I have been interested in dance practices for a long time, and I dreamed of dancing since childhood. At school I participated in all events, attended dance classes in Baku and dreamed of more. Joined the Unlimited: Making the Right Moves program in 2018. Then I took part in a dance performance that opened an international theater conference. Then I was invited to a casting for the performance "Argonauts", and I passed it. What I want to say… The first production was not easy, but it turned out to be much simpler than Argonauts. In “The Argonauts” many complex plots are intertwined - from ancient mythology to our personal stories, the variety of dance parts is impressive.

The creative process is led by British professionals - Ben Duke, Jemima Goudley, Welly O'Brien. The “team of Argonauts” includes 10 participants from four countries: Azerbaijan, Armenia, Georgia and Ukraine. A wonderful and friendly team!

I am the only deaf participant. In such a situation, finding a common language with everyone is another task! When I first got into the project, my brain boiled and exploded, I was very worried! There were individual tasks and collective ones. I looked at others and how they complete tasks, tried to bring something of my own to the creative process. Over time, it became easier, we all got to know each other and became very good friends, we became one team, we understand each other from a glance, we meet with a smile. The guys learn sign language and try very hard to communicate on an equal footing.

I perform a sign song. But I can't hear anything that's going on around me. My gestures should correspond to the idea and plot, through them people should feel the situation and the situation. The task is to “verbalize” your movements, to convey the necessary emotions without words. The song is serious and complex, which means that the gestures should not be soft and smooth, but tougher, more dramatic.

Stage - great vulnerability and at the same time great freedom. A little embarrassment, a little fear, the thought that you need to control yourself... At the same time, the support of relatives and friends inspires me, they are all very proud of me, admire, worry. When everything is done well, it brings joy to the viewer, and the artists - satisfaction and the feeling that everything is not in vain.

It is difficult to overestimate the importance of such performances on the cultural consciousness of the citizens of any country. This is further proof that people with disabilities can take an active part in social and cultural life. Yes, I'm deaf, but I sing. The deaf can dance. The worst thing you can do is stop, sit at home and lock yourself into your deafness.

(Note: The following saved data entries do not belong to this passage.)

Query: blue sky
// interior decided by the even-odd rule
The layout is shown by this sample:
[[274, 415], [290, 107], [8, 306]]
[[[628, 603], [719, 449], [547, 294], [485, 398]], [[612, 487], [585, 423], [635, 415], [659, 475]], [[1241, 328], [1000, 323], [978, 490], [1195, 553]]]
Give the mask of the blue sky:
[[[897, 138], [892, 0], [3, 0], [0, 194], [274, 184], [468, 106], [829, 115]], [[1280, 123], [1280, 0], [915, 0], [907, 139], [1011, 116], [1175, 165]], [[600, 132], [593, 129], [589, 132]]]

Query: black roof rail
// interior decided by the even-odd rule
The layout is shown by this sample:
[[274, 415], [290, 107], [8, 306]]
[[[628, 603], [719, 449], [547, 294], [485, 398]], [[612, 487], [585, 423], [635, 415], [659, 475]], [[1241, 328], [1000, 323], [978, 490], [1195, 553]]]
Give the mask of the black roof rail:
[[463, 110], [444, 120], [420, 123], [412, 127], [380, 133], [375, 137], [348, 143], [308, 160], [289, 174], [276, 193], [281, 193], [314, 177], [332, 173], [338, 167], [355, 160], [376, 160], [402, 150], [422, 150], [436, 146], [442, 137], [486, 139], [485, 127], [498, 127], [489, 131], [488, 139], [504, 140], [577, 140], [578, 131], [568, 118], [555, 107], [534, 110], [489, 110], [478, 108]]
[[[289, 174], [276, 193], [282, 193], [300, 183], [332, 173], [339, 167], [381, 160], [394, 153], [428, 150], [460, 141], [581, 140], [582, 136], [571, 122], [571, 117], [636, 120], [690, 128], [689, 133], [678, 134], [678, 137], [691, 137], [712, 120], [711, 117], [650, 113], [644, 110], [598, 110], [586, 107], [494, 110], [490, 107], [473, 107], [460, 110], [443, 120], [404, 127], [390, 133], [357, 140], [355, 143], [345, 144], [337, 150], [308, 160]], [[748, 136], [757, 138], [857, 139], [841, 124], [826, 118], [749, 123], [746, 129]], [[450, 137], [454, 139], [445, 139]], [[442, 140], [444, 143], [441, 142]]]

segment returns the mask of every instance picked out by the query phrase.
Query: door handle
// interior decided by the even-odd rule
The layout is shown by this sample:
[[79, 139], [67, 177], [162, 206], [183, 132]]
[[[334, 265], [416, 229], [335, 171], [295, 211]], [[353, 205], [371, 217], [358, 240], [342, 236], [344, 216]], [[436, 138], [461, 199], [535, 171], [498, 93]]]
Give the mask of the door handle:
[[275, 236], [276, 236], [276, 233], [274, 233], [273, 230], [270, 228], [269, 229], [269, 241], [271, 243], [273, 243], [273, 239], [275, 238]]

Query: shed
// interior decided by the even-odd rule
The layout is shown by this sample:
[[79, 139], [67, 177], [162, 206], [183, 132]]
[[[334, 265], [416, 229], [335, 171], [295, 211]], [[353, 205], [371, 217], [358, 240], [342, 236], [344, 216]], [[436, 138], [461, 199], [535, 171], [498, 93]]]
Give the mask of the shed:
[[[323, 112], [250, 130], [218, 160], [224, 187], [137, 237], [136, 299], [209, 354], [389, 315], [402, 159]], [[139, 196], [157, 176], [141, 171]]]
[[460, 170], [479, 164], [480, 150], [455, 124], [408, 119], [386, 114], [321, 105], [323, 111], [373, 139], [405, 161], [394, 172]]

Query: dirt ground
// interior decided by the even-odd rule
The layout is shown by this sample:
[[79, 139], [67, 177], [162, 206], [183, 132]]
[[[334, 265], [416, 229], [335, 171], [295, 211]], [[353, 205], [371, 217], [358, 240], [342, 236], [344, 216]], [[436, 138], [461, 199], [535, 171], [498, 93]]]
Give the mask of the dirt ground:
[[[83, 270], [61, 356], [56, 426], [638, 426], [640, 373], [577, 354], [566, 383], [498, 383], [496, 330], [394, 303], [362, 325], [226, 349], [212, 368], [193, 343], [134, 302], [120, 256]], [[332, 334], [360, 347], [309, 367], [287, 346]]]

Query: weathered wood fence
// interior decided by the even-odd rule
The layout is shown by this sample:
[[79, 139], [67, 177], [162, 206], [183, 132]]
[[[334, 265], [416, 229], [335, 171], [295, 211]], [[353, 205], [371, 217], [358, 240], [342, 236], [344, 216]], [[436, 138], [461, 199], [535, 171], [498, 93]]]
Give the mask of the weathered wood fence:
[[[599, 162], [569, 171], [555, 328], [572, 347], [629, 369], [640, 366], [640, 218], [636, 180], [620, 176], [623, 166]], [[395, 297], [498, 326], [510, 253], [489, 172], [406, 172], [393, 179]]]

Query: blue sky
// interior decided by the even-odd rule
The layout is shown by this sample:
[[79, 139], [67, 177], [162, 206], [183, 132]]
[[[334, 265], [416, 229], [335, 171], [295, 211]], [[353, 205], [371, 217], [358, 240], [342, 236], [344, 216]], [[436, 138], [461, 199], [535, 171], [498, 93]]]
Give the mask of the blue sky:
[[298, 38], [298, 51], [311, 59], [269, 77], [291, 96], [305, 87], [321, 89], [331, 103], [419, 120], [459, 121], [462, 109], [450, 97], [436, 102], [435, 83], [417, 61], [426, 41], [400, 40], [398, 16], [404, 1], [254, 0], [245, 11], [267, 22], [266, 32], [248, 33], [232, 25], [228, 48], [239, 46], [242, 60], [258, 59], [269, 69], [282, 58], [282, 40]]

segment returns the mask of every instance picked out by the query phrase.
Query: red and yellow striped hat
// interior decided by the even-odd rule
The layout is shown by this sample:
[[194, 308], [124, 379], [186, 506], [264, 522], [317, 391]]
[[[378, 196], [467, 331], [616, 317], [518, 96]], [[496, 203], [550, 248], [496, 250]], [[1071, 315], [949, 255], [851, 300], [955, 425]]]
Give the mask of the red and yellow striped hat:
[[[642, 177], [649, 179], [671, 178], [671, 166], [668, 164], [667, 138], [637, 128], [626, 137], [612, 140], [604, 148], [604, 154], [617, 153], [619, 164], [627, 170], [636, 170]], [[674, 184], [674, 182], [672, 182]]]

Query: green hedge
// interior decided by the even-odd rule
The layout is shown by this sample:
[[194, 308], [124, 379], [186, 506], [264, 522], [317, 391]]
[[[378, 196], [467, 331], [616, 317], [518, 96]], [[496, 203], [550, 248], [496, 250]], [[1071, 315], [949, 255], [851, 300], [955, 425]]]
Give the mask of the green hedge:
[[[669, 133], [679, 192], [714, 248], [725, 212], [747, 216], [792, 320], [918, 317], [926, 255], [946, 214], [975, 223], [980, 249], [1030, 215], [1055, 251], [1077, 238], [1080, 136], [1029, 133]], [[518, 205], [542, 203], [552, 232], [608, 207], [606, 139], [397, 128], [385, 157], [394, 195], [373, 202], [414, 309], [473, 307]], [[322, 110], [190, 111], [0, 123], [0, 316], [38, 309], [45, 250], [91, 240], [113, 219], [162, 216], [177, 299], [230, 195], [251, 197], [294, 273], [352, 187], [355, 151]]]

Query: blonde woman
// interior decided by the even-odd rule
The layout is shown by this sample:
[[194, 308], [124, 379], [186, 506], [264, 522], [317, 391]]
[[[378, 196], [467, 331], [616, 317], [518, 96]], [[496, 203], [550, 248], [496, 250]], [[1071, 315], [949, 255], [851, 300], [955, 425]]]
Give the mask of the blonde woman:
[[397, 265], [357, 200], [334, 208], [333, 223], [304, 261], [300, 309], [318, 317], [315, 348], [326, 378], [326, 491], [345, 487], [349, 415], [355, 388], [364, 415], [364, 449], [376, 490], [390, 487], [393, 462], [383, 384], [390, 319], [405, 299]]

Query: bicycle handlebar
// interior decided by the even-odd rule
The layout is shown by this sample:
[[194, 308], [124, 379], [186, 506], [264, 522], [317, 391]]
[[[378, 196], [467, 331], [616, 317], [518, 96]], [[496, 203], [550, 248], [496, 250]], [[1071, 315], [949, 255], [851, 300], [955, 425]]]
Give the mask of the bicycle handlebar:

Realize your dream, be brave, use every opportunity. Do not think that the deaf are some kind of “not like that”. We are the same as everyone else. In addition, there are translators who can help us exchange information. Anything can be achieved, whether you hear or not. There would be a desire.

I am here and I will move on! Committed to continue creating art, promoting inclusive dance practices, actively collaborating with artists with and without disabilities, supporting deaf friends from around the world and encouraging them to develop fully despite their deafness.